One of the challenges with the Bill is that these laws will continue to be in force after the Bill. Since each of these laws have different procedures, it is unclear as to which procedure will apply in certain cases of trafficking. This may result in overlap in implementation of these laws. For instance, under the ITPA, 1986, Protective Homes provide for rehabilitation of victims of sexual exploitation. The Bill also provides for setting up of Protection Homes. When a victim of sexual exploitation is rescued, it is not clear as to which of these Homes she will be sent to. Further, each of these laws designate special courts to hear offences. The question arises as to which of these courts will hear the case.
Are the offences in the Bill reasonably tailored?
As discussed earlier, the Bill imposes penalties for various offences connected with trafficking. One of the offences states that if trafficking is committed on a premise, it will be presumed that the owner of the premise had knowledge of the offence. The implication of this would be that if an owner lives in a different city, say Delhi, and lets out his house in Mumbai to another person, and this person is discovered to be detaining girls for sexual exploitation on the premise, it will be presumed that the owner knew about the commission of the offence. In such circumstances, he will have to prove that he did not know about the offence being committed on his premise.

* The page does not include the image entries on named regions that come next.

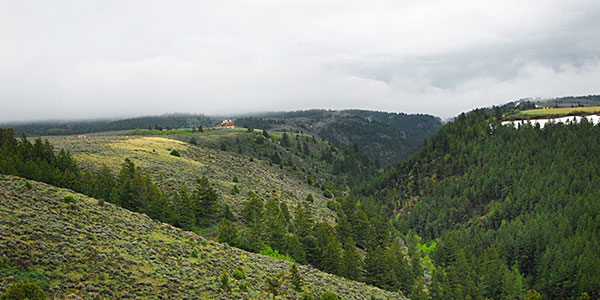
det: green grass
[123,128,246,135]
[520,106,600,116]
[0,175,402,299]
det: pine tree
[290,263,304,292]
[341,236,361,281]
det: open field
[48,136,334,221]
[0,175,405,299]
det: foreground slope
[370,110,600,299]
[0,175,403,299]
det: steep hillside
[0,175,404,299]
[236,110,442,167]
[48,135,333,223]
[366,110,600,299]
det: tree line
[364,109,600,299]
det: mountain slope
[48,135,333,223]
[367,110,600,299]
[236,110,442,167]
[0,175,403,299]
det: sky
[0,0,600,122]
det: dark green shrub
[306,194,315,203]
[238,283,248,292]
[302,291,315,300]
[290,264,304,292]
[0,282,46,300]
[232,266,246,280]
[327,200,340,211]
[321,292,340,300]
[219,273,231,292]
[231,184,240,195]
[23,181,33,190]
[267,272,283,297]
[63,195,75,204]
[190,249,198,258]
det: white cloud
[0,0,600,121]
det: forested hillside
[236,110,442,168]
[365,110,600,299]
[0,175,405,300]
[0,129,425,299]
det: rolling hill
[0,175,404,299]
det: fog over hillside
[0,0,600,121]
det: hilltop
[0,175,404,299]
[48,136,333,223]
[236,110,442,167]
[0,110,442,167]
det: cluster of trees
[218,192,424,299]
[366,109,600,299]
[3,114,213,135]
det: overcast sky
[0,0,600,122]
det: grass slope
[0,175,403,299]
[48,133,334,220]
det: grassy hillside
[0,175,403,299]
[48,132,333,220]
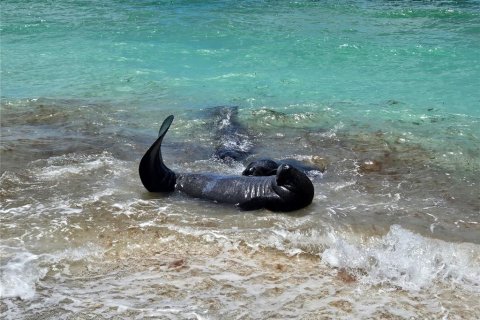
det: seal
[139,116,314,212]
[242,158,325,176]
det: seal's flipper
[138,115,176,192]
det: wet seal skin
[139,116,314,212]
[242,158,325,176]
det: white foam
[0,245,101,300]
[0,248,47,300]
[321,225,480,292]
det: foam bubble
[322,225,480,292]
[0,245,101,300]
[0,248,47,300]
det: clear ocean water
[0,0,480,319]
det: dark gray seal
[242,158,325,176]
[139,116,314,212]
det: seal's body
[139,116,314,211]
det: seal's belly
[176,174,276,204]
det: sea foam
[321,225,480,292]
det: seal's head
[274,164,314,211]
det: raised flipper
[138,116,176,192]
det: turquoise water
[1,1,480,116]
[0,0,480,319]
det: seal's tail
[138,116,176,192]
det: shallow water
[0,1,480,319]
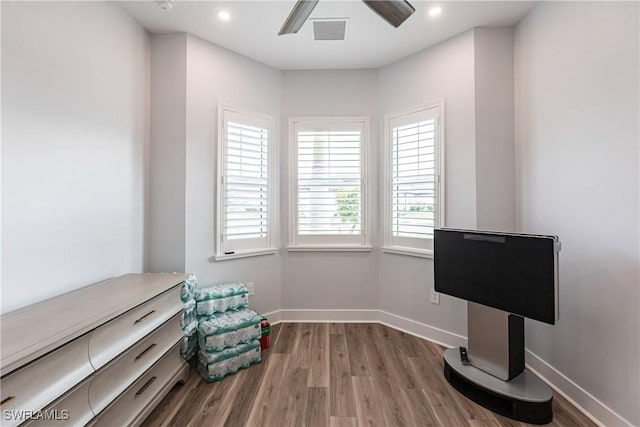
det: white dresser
[0,273,189,426]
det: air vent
[311,18,347,40]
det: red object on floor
[260,317,271,350]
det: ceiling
[120,0,535,70]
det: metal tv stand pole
[444,302,553,424]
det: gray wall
[378,31,476,335]
[148,34,187,272]
[149,34,282,312]
[280,70,378,310]
[1,1,149,313]
[515,2,640,425]
[474,27,516,231]
[180,36,282,312]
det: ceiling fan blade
[362,0,416,28]
[278,0,318,36]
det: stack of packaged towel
[180,274,198,362]
[183,282,261,382]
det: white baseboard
[379,310,467,347]
[265,309,632,427]
[280,309,378,323]
[525,349,632,427]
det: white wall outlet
[245,282,254,296]
[431,289,440,304]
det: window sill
[380,246,433,259]
[287,245,373,252]
[213,248,278,261]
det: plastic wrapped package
[196,340,262,382]
[180,334,198,360]
[194,283,249,317]
[180,274,198,303]
[180,300,198,336]
[198,309,261,352]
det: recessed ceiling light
[429,6,442,18]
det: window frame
[287,116,373,252]
[214,104,278,261]
[381,100,445,258]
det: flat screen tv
[433,228,559,325]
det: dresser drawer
[0,336,93,426]
[89,314,183,414]
[20,379,94,427]
[89,286,183,370]
[91,345,186,427]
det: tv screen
[433,228,558,325]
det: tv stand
[444,347,553,424]
[444,302,553,424]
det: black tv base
[444,347,553,424]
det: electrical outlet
[431,289,440,304]
[245,282,254,296]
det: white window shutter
[218,110,274,255]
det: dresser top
[0,273,187,376]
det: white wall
[280,70,379,310]
[185,36,282,313]
[148,34,187,272]
[1,1,149,312]
[515,2,640,425]
[378,31,476,335]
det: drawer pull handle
[0,396,16,406]
[136,343,157,361]
[136,377,158,397]
[133,310,156,325]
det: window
[383,103,444,257]
[290,118,371,250]
[216,106,276,260]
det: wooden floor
[144,323,595,427]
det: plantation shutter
[390,108,439,249]
[295,123,364,244]
[221,112,272,252]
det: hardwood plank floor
[143,323,595,427]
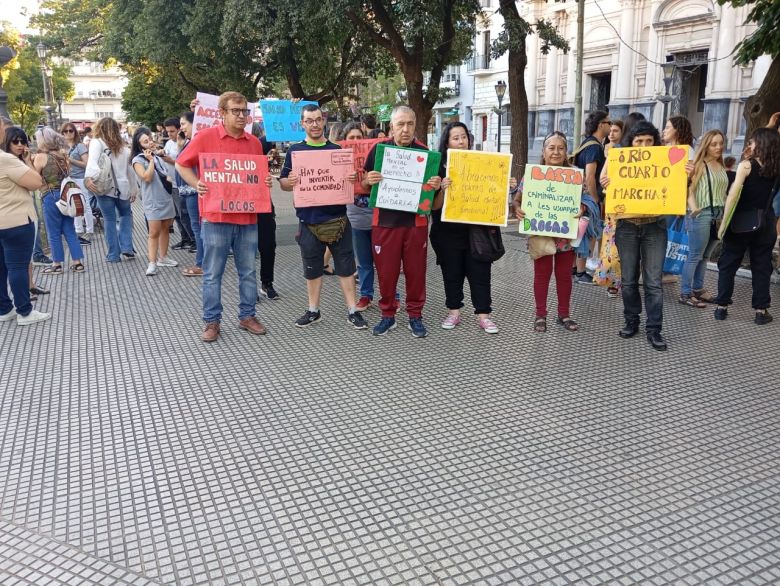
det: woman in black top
[430,122,508,334]
[715,128,780,325]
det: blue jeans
[0,222,35,315]
[352,228,374,299]
[680,208,723,295]
[615,217,666,333]
[97,195,133,262]
[41,189,84,263]
[200,221,257,323]
[181,193,203,267]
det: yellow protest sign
[441,149,512,226]
[605,146,688,216]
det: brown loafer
[238,316,265,336]
[200,321,219,342]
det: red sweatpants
[534,250,575,317]
[371,226,428,317]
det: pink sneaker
[441,313,460,330]
[479,317,498,334]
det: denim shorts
[297,222,356,281]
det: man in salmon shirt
[176,92,271,342]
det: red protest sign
[200,153,271,214]
[339,138,387,195]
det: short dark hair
[360,114,376,130]
[585,110,609,136]
[301,104,322,120]
[625,120,661,146]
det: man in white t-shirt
[159,118,195,252]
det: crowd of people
[0,92,780,350]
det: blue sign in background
[260,100,317,142]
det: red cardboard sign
[339,138,387,195]
[200,153,271,214]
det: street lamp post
[496,80,506,153]
[35,42,54,126]
[658,55,677,126]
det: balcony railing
[466,55,490,71]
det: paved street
[0,186,780,586]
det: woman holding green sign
[512,130,580,332]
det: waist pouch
[307,216,347,244]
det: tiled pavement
[0,186,780,586]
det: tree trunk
[744,55,780,137]
[501,0,528,180]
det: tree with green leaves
[346,0,482,139]
[718,0,780,134]
[491,0,569,177]
[3,44,73,133]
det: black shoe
[647,332,666,352]
[295,310,321,328]
[347,311,368,330]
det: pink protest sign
[339,138,387,195]
[200,153,271,214]
[192,92,257,136]
[292,149,355,208]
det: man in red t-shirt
[176,92,271,342]
[363,106,441,338]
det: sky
[5,0,38,33]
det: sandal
[181,267,203,277]
[679,295,707,309]
[556,315,580,332]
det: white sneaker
[157,256,179,267]
[16,309,51,326]
[0,307,16,322]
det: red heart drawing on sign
[669,147,688,165]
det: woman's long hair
[439,122,472,165]
[539,130,571,167]
[748,128,780,177]
[92,117,125,155]
[3,126,30,159]
[690,130,726,190]
[130,126,152,161]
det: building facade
[62,61,127,127]
[466,0,771,157]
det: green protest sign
[368,144,441,214]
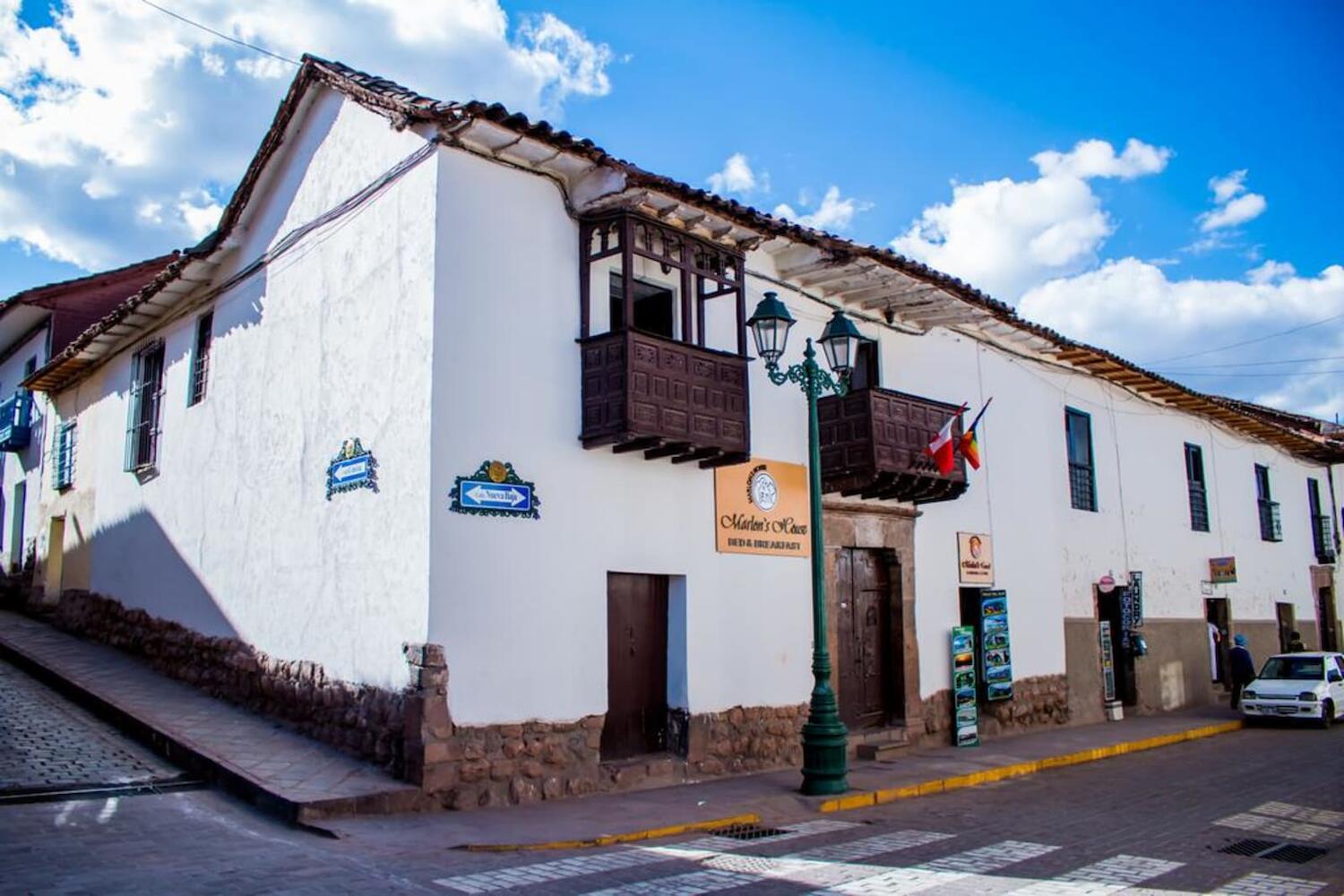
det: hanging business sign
[980,591,1012,700]
[957,532,995,584]
[1209,557,1236,584]
[1097,619,1116,702]
[952,626,980,747]
[448,461,542,520]
[714,458,812,557]
[1129,570,1144,629]
[327,439,378,501]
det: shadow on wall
[39,512,408,775]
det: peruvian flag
[925,404,968,476]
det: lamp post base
[803,712,849,797]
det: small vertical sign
[952,626,980,747]
[1097,619,1116,702]
[980,591,1012,700]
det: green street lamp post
[747,293,860,796]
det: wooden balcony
[580,331,752,468]
[817,388,967,504]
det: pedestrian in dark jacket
[1228,634,1255,710]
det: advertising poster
[1098,619,1116,702]
[980,591,1012,700]
[714,458,812,557]
[957,532,995,584]
[952,626,980,747]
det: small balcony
[0,390,32,452]
[580,329,752,468]
[1312,513,1335,563]
[1258,498,1284,541]
[817,388,967,504]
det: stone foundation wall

This provision is a departure from the standard principle in criminal law where the guilt of the accused has to be proved and not presumed.
There are other laws where the owner of a property is presumed guilty. However, the prosecution is required to prove certain facts before presuming his guilt. For instance, under the Narcotics and Psychotropic Substances Act, 1985 it is presumed that the owner has knowledge of an offence committed on his property. However, the Bill clarifies that the presumption will only apply if the prosecution can prove that the accused was connected with the circumstances of the case. For instance, an owner of a truck is not presumed to be guilty only because his truck was used for transporting drugs.[iii] However, he may be considered guilty if he was also driving the truck in which drugs were transported.[iv] The Bill does not contain such safeguards and this provision may therefore violate Article 21 of the Constitution which requires that laws which deprive a person of his life or personal liberty should be fair and reasonable.[v]
Does the Bill provide any protection to trafficking victims compelled to commit crimes?
The Bill provides immunity to a victim who commits an offence punishable with death, life imprisonment or imprisonment for 10 years. Immunity to victims is desirable to ensure that they are not prosecuted for committing crimes which are a direct consequence of them being trafficked.[vi] However, the Bill provides immunity only for serious crimes. For instance, a trafficked victim who commits murder under coercion of his traffickers may be able to claim immunity from being tried for murder. However, if a trafficked victim commits petty theft (e.g. pickpocketing) under coercion of his traffickers, he will not be able to claim immunity.
Further, the immunity is only available when the victim can show that the offence was committed under coercion, threat, intimidation or undue influence, and there was a reasonable apprehension of death or injury. Therefore, it may be argued that the threshold to claim immunity from prosecution may be too high and may defeat the purpose for providing such immunity.
[i]. ‘Crime in India’ 2016, National Crime Records Bureau.
[ii]. Prajwala vs. Union of India 2016 (1) SCALE 298.
[iii]. Bhola Singh vs. State of Punjab (2011) 11 SCC 653.
[iv]. Sushant Gupta vs. Union of India 2014 (308) ELT 661 (All.).
[v] Maneka Gandhi vs. Union of India 1978 AIR 597.